Hatia Arjeta, Doldo Tiziana, Parrini Stefano, Chisci Elettra, Cipriani Linda, Montagna Livia, Lagana Giuseppina, Guenza Guia, Agosta Edoardo, Vinjolli Franceska, Hoxha Meladiona, D'Amelio Claudio, Favaretto Nicolò, Chisci Glauco
Orthodontics Postgraduate School, Department of Medical Biotechnologies, University of Siena, 53100 Siena, Italy.
Oral Surgery Postgraduate School, Department of Medical Biotechnologies, University of Siena, 53100 Siena, Italy.
J Clin Med. 2024 Jan 27;13(3):735. doi: 10.3390/jcm13030735.
: this study aims to investigate the accuracy and completeness of ChatGPT in answering questions and solving clinical scenarios of interceptive orthodontics. : ten specialized orthodontists from ten Italian postgraduate orthodontics schools developed 21 clinical open-ended questions encompassing all of the subspecialities of interceptive orthodontics and 7 comprehensive clinical cases. Questions and scenarios were inputted into ChatGPT4, and the resulting answers were evaluated by the researchers using predefined accuracy (range 1-6) and completeness (range 1-3) Likert scales. : For the open-ended questions, the overall median score was 4.9/6 for the accuracy and 2.4/3 for completeness. In addition, the reviewers rated the accuracy of open-ended answers as entirely correct (score 6 on Likert scale) in 40.5% of cases and completeness as entirely correct (score 3 n Likert scale) in 50.5% of cases. As for the clinical cases, the overall median score was 4.9/6 for accuracy and 2.5/3 for completeness. Overall, the reviewers rated the accuracy of clinical case answers as entirely correct in 46% of cases and the completeness of clinical case answers as entirely correct in 54.3% of cases. : The results showed a high level of accuracy and completeness in AI responses and a great ability to solve difficult clinical cases, but the answers were not 100% accurate and complete.
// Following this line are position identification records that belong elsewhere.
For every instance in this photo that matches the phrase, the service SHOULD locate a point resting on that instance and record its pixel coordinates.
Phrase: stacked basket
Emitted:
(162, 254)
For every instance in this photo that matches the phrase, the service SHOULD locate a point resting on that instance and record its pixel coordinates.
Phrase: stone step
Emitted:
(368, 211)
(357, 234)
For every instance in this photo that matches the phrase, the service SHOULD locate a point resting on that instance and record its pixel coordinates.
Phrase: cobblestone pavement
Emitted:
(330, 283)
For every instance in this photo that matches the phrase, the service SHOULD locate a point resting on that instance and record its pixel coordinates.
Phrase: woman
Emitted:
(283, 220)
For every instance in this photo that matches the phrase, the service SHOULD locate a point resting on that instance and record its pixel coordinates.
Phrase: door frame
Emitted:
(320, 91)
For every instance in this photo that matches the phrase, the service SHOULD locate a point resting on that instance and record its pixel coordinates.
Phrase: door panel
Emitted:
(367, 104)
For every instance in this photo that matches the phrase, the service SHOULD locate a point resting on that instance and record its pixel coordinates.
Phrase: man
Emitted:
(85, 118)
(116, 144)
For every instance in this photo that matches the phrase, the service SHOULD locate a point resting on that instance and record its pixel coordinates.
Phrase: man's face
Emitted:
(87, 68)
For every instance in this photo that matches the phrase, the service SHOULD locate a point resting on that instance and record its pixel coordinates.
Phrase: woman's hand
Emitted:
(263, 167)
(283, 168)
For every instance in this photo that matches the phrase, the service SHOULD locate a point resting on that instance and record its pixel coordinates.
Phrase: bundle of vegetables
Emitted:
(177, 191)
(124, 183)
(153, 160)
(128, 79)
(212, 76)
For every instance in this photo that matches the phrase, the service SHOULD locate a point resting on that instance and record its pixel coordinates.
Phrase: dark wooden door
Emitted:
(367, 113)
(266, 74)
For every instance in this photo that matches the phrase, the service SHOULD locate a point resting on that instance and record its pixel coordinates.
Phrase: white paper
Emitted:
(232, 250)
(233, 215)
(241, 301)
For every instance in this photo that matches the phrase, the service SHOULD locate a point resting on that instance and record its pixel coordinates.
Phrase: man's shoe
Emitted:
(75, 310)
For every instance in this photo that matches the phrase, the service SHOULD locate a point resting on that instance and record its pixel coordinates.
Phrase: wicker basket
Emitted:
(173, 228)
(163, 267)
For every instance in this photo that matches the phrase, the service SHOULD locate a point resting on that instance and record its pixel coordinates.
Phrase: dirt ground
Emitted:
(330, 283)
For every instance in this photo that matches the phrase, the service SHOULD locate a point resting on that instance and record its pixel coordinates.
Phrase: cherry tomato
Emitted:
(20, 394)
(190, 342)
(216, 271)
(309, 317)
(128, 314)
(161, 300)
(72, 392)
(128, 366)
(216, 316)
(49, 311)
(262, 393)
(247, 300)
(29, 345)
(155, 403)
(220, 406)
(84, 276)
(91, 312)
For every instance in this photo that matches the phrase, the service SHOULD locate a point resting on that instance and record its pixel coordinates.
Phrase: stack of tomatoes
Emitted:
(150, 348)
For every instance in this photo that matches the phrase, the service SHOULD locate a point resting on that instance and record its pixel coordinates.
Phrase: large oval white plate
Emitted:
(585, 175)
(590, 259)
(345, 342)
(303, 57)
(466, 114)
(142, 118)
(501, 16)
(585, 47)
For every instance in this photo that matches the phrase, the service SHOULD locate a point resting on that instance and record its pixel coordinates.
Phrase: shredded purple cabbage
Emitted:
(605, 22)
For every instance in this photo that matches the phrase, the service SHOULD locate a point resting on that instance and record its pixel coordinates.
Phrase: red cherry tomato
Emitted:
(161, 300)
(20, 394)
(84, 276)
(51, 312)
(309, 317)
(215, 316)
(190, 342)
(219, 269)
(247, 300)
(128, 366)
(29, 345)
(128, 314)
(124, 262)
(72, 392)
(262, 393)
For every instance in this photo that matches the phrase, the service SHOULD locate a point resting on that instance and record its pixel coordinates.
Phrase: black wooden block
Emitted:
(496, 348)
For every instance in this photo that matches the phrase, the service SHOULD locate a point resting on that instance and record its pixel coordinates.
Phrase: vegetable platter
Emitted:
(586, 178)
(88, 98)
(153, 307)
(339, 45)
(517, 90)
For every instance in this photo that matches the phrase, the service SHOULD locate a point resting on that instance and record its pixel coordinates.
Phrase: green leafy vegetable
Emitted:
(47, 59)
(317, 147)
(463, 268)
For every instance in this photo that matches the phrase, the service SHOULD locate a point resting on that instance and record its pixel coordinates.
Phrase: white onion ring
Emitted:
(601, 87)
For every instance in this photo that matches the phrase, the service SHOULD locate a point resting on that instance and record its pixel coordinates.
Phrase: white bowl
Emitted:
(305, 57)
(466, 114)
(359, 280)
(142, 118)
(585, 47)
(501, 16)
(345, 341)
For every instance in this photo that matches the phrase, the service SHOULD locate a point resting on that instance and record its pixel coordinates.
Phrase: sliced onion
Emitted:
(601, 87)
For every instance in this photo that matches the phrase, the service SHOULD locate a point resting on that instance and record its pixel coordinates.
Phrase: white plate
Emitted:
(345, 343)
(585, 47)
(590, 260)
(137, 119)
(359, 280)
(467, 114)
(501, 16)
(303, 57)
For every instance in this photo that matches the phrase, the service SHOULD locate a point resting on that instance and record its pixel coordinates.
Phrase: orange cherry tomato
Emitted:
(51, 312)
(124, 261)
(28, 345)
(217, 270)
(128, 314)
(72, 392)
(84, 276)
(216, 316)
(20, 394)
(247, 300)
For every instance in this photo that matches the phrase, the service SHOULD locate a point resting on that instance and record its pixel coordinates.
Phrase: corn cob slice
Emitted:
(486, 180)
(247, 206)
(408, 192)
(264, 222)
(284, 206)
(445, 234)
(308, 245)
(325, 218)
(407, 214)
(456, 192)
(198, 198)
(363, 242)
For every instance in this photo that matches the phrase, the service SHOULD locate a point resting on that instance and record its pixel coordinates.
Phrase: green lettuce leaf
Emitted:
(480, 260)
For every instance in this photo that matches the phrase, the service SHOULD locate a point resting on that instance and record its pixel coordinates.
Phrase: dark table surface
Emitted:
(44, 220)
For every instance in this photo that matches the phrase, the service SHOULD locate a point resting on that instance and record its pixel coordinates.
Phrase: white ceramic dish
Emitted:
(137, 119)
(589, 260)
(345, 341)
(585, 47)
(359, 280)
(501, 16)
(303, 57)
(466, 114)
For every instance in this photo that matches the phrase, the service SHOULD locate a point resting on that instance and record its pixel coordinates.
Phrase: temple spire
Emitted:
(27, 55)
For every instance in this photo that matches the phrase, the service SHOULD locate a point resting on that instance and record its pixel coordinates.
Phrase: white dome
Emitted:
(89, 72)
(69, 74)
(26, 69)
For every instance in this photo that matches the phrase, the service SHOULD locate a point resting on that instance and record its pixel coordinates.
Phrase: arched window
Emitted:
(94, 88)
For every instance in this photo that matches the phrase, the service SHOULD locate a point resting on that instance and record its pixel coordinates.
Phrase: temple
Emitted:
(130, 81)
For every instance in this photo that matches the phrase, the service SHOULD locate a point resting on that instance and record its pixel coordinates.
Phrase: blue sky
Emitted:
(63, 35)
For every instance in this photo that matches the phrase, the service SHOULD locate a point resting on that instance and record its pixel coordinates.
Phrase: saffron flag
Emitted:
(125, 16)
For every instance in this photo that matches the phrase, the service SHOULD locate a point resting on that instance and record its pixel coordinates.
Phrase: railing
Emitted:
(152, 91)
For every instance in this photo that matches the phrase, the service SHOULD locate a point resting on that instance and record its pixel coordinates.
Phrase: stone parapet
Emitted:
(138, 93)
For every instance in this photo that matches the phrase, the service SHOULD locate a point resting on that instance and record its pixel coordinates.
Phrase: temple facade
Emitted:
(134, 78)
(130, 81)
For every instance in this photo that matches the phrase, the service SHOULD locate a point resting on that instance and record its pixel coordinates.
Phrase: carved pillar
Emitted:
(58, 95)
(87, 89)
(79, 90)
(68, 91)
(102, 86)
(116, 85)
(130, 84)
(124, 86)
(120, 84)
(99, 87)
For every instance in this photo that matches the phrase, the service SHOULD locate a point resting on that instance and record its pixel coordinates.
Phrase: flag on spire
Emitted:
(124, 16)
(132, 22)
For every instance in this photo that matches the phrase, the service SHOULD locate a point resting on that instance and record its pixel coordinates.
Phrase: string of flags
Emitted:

ChatGPT is not yet sophisticated enough to replace the intellectual work of human beings.
本研究旨在调查ChatGPT在回答问题及解决阻断性正畸临床场景方面的准确性和完整性。来自十所意大利正畸研究生院校的十位专业正畸医生设计了21个涵盖阻断性正畸所有亚专业的临床开放式问题以及7个综合临床病例。问题和场景被输入到ChatGPT4中,研究人员使用预先定义的准确性(范围为1 - 6)和完整性(范围为1 - 3)李克特量表对所得答案进行评估。对于开放式问题,准确性的总体中位数分数为4.9/6,完整性为2.4/3。此外,评审人员将40.5%的开放式答案的准确性评为完全正确(李克特量表上得分为6),50.5%的答案的完整性评为完全正确(李克特量表上得分为3)。至于临床病例,准确性的总体中位数分数为4.9/6,完整性为2.5/3。总体而言,评审人员将46%的临床病例答案的准确性评为完全正确,54.3%的临床病例答案的完整性评为完全正确。结果显示人工智能的回答具有较高的准确性和完整性,且有很强的解决复杂临床病例的能力,但答案并非100%准确和完整。ChatGPT还不够成熟,无法取代人类的智力工作。